Malditos ellos, grito en mis noches yo, maldito el que me habrá de desposar, y malditas para siempre sean todas las estirpes del cielo que juntas me arrebataron a aquel cuya mirada me hablaba de la futilidad de todo cuanto ahora poseo, de todo cuanto habré de poseer. La tristeza y la obediencia, alhajas de desposada, cómo las cambiaría yo por el río que llevó tus mudos pensamientos, tu silencio de animal pacífico, lejano…
***
Alejandra ingresó en la cárcel, Alberta descansa en el cementerio y yo huyo de Venecia tras visitar por última vez su tumba: una cruz más en la explanada salpicada de flores. Probablemente allí se siente a gusto, en aquel vergel rodeado de agua por todas partes, en aquella isla de los muertos tan parecida a un jardín colgante, con sus cipreses soberbios y esa muralla que se recorta contra el agua y que tan mágica parece desde el vaporetto.
Mi tren se aleja de la ciudad muerta y cruza el largo puente de hierro. Una pesadilla, Alberta ha sido una pesadilla, Alberta no ha existido nunca, nunca, nunca, digo para mis adentros.

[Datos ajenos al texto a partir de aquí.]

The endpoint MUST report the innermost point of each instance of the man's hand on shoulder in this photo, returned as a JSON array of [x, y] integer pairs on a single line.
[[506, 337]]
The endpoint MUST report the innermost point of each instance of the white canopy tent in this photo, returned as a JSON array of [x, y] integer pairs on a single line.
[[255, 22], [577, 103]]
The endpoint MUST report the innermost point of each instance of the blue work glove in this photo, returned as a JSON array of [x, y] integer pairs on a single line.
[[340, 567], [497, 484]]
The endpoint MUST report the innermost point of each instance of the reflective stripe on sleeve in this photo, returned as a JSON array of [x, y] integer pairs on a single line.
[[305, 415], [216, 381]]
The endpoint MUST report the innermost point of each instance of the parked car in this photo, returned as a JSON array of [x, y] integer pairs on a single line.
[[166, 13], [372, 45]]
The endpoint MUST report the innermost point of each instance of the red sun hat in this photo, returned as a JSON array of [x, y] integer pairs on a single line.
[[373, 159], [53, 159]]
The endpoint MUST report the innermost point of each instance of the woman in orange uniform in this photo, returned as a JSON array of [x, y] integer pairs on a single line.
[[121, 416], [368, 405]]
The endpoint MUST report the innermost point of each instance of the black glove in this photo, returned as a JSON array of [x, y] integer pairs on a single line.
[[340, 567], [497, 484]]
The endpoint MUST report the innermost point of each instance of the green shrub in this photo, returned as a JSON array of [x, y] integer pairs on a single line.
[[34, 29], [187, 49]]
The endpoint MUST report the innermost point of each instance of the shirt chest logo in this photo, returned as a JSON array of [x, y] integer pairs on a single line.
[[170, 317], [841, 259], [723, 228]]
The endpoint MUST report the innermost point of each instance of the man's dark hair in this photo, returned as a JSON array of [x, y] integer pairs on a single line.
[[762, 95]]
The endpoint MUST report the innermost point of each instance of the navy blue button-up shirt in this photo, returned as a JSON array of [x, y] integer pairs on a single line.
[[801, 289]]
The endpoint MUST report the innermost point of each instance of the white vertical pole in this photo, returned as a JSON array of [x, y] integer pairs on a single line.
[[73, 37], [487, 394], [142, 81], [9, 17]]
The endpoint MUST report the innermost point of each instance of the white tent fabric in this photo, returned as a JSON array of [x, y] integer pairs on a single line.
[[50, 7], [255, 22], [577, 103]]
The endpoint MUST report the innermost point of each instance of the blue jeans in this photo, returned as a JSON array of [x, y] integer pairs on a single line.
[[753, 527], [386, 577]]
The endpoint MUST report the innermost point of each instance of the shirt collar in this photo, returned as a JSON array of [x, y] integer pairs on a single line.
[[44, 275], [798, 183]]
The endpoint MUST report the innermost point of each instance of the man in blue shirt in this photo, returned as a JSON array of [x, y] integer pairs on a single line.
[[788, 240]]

Aún no hemos dejado atrás la laguna cuando las luces del tren se apagan. Desde la ventana, las luminarias de la ciudad se ven cada vez más tenues, y ráfagas de viento helado penetran en el vagón. Me siento en otro mundo y empiezo a ver a Alberta caminando por un jardín que en algo recuerda al cementerio que acabo de abandonar. Cierro los ojos, dudo, me noto ajeno a mí mismo. Extrañas frases comienzan a separarse del hervidero de palabras que es ya mi memoria, extrañas frases que al principio no comprendo: «De la unión del escriba Abulak y de la profetisa Kubatúm nacieron tres hijos: un varón, Kudamín, que fue escriba como mi padre, una mujer, yo, profetisa como mi madre, y otro vástago más, Mabug, que fue una mancha para la familia y al que sólo yo amé. Mi madre lo ignoraba, mi padre lo aborrecía, y mi hermano quiso más de una vez matarlo cuando la luna le contaba crímenes al oído. Nunca lo dijo, pero yo lo sabía. ¿No era acaso la hija de una profetisa y no me habían enseñado a leer en los ojos de los desdichados?».
Fin
Jesús Ferrero. Escritor español. Nació en Zamora en 1952. Cursó estudios de bachillerato en el País Vasco y universitarios en París, en cuya Escuela de Altos Estudios se graduó en historia antigua referida al mundo griego. En 1980 escribió su primera novela, Belver Yin (Bruguera, 1982; Plaza & Janes, 1987, que habría de obtener el Premio Ciudad de Barcelona en 1982). Ha publicado también un poemario, Río amarillo (Pamiela, 1986), y escribió con Pedro Almodóvar el guión de la película Matador. En su segunda novela, Opium (Plaza & Janes, 1987), las metáforas taoístas que conforman el juego de espejos de Belver Yin se convierten en símbolos búdicos, y la emigración por el Río de la Vida se convierte en transmigración por el Valle de la Muerte. Otras obras suyas son: Conversaciones con Lucrecia. Encuentro en Berlín (diálogos, Plaza & Janes, 1987), Sol negro (Pamiela, 1987) y Lady Pepa (1987).